Result matrices are `NamedMatrix` values: index them by row/column name with
`.get(row, col)`, or reach the underlying float64 array via `.values`.

## Attribution

- **[seminr](https://github.com/sem-in-r/seminr)** (R, GPL-3.0) by Soumya Ray,
  Nicholas Danks, and contributors — the authoritative reference for behavior
  and the source of every golden fixture in this repository.
- **[seminr-ts](https://github.com/sem-in-r/seminr-ts)** (TypeScript, GPL-3.0) — a
  completed, fixture-verified port of the same package. Its module layout,
  algorithm digests, and fixtures are reused directly here.

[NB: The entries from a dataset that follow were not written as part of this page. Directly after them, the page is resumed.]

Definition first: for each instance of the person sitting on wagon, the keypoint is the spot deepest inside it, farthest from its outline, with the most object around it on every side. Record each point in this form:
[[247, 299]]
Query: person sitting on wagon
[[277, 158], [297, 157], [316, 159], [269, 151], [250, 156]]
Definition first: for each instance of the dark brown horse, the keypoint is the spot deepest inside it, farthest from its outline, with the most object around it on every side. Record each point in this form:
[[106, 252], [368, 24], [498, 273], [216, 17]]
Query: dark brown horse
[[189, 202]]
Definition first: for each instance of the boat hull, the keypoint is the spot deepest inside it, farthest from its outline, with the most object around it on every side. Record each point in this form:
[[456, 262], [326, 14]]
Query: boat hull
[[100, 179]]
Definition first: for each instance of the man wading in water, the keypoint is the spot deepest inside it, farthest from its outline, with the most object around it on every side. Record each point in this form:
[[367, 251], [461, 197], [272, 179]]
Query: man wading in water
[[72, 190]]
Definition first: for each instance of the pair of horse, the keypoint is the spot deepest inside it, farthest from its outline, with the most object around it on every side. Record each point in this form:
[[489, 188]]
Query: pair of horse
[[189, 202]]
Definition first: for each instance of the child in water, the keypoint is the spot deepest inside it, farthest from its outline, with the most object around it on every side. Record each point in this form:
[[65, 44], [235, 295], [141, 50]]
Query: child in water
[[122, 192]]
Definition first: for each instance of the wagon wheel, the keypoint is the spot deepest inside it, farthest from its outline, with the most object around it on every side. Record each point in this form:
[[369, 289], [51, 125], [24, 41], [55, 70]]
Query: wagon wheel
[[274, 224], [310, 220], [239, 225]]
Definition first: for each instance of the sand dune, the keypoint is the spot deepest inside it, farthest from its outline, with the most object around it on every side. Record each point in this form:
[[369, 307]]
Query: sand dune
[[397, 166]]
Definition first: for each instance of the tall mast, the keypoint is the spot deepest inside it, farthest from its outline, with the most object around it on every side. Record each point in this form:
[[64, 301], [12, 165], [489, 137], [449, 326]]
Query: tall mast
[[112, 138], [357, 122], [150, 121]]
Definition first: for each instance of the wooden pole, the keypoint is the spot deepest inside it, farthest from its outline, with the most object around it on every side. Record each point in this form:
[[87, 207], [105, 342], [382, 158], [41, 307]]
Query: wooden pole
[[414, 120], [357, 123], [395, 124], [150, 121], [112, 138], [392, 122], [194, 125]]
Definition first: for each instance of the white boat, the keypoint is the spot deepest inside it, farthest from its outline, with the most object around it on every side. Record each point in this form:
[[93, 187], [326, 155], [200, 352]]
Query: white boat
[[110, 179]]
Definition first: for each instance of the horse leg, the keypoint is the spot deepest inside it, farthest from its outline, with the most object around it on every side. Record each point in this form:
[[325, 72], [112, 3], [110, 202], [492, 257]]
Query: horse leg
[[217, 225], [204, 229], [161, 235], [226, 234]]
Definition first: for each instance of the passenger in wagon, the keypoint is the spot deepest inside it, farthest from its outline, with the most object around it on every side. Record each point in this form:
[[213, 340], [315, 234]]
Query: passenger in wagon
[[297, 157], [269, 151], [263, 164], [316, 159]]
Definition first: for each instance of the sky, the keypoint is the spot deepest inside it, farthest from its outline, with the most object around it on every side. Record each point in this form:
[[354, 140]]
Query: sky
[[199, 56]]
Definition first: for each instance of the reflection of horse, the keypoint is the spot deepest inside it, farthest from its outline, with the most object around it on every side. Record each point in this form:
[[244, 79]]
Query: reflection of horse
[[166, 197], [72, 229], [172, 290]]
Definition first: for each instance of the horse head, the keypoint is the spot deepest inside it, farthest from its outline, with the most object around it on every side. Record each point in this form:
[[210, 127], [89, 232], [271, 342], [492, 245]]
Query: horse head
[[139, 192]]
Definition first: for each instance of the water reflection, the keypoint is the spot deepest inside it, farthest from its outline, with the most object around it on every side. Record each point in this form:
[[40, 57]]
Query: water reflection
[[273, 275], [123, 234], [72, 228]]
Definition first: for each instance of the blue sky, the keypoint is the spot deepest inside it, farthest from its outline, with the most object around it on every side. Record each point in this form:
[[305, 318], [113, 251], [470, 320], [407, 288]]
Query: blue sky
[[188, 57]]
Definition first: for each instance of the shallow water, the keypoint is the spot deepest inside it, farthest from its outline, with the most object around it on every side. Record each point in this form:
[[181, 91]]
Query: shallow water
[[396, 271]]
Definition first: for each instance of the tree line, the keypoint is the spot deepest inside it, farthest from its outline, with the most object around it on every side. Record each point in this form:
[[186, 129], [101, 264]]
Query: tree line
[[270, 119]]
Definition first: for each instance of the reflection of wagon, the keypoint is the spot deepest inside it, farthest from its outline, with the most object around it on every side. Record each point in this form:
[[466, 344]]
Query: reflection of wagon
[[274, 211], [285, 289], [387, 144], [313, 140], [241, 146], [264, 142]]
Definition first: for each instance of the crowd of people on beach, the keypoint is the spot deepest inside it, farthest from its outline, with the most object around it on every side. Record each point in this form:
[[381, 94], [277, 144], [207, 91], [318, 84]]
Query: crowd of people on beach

## Bootstrap reproducibility

`bootstrap_model(model, nboot=..., seed=...)` uses a default resampler backed by
NumPy's `Generator(PCG64(seed))`. It is deterministic within Python for a given
`seed`, but it is **not** identical to seminr's R Mersenne-Twister resampling, so
its replication indices — and therefore the resulting bootstrap descriptives —
differ from R even at the same nominal seed. For exact parity with a specific R
run, inject the resample indices directly: `bootstrap_model(model, nboot=n,
indices=matrix)`, where `matrix` is an `nboot x n` array of 0-based row indices
(the parity tests feed R's exported index matrix this way). A custom `resampler`
can also be supplied. This mirrors the seminr-ts port's decision (its plan Q3/Q5).

## Performance

The numerical kernel is backed by NumPy/SciPy (BLAS), so estimation, bootstrap,
PLSpredict, and MGA run faster than seminr's R implementation on the `mobi`
benchmarks — including seminr's own optimized branch — with no hand-tuned
Python. `bootstrap_model`, `predict_pls`, and `estimate_pls_mga` accept an
opt-in `cores=N` argument that fans replications/folds/groups out across
processes; results are bit-identical to the sequential path. Note that on small
models (like `mobi`, where a single estimation is sub-millisecond) the process
pool's start-up and pickling overhead can make `cores=` *slower* than the
default sequential path — reach for it when `nboot`, the sample size, or the
per-replication cost is large enough to amortize that overhead. The measurement
harness lives in [`benchmark/`](benchmark/).

## License

[GPL-3.0-only](LICENSE), as a derivative work of the GPL-3 seminr package.